Recursion

 Recursion

Recursion is a programming concept in which a function calls itself as a subroutine to solve a problem. Recursive solutions break down complex problems into simpler, more manageable subproblems, making it easier to solve the overall problem. Here's an example of recursion in Python along with an explanation:

### Example: Factorial using Recursion

Factorial of a non-negative integer \( n \) is denoted as \( n! \) and is the product of all positive integers from \( 1 \) to \( n \). The factorial of \( n \) is calculated as \( n! = n \times (n-1) \times (n-2) \times .... \times 1 \).

```python

def factorial(n):

    # Base case: factorial of 0 or 1 is 1

    if n == 0 or n == 1:

        return 1

    else:

        # Recursive call to calculate factorial

        return n * factorial(n-1)

# Calculate factorial of 5

result = factorial(5)

print("Factorial of 5:", result)  # Output: Factorial of 5: 120

```

In this example, we define a function `factorial()` that calculates the factorial of a given non-negative integer \( n \). The base case is when \( n \) is \( 0 \) or \( 1 \), in which case we return \( 1 \). For any other \( n \), we recursively call the `factorial()` function with \( n-1 \) and multiply it by \( n \) to calculate the factorial.

### Recursion Process for \( n = 5 \):

1. `factorial(5)` calls `factorial(4)` -> \( 5 \times \text{factorial}(4) \)

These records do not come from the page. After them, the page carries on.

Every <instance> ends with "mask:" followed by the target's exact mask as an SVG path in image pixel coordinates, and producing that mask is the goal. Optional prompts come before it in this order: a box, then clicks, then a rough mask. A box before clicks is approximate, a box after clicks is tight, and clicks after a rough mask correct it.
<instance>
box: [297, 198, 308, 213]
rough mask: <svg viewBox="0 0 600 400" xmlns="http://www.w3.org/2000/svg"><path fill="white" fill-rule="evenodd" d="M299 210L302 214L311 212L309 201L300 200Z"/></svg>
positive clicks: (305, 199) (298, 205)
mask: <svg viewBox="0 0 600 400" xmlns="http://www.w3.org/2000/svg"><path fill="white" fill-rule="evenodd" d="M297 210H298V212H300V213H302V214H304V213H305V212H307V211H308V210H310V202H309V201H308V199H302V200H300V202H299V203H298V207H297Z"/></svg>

2. `factorial(4)` calls `factorial(3)` -> \( 5 \times 4 \times \text{factorial}(3) \)

3. `factorial(3)` calls `factorial(2)` -> \( 5 \times 4 \times 3 \times \text{factorial}(2) \)

4. `factorial(2)` calls `factorial(1)` -> \( 5 \times 4 \times 3 \times 2 \times \text{factorial}(1) \)

5. `factorial(1)` returns \( 1 \) (base case)

6. Recursive calls unwind: \( 5 \times 4 \times 3 \times 2 \times 1 = 120 \)

Recursion is a powerful technique used in algorithms and problem-solving. However, it's important to define proper base cases to prevent infinite recursion and ensure the algorithm terminates successfully.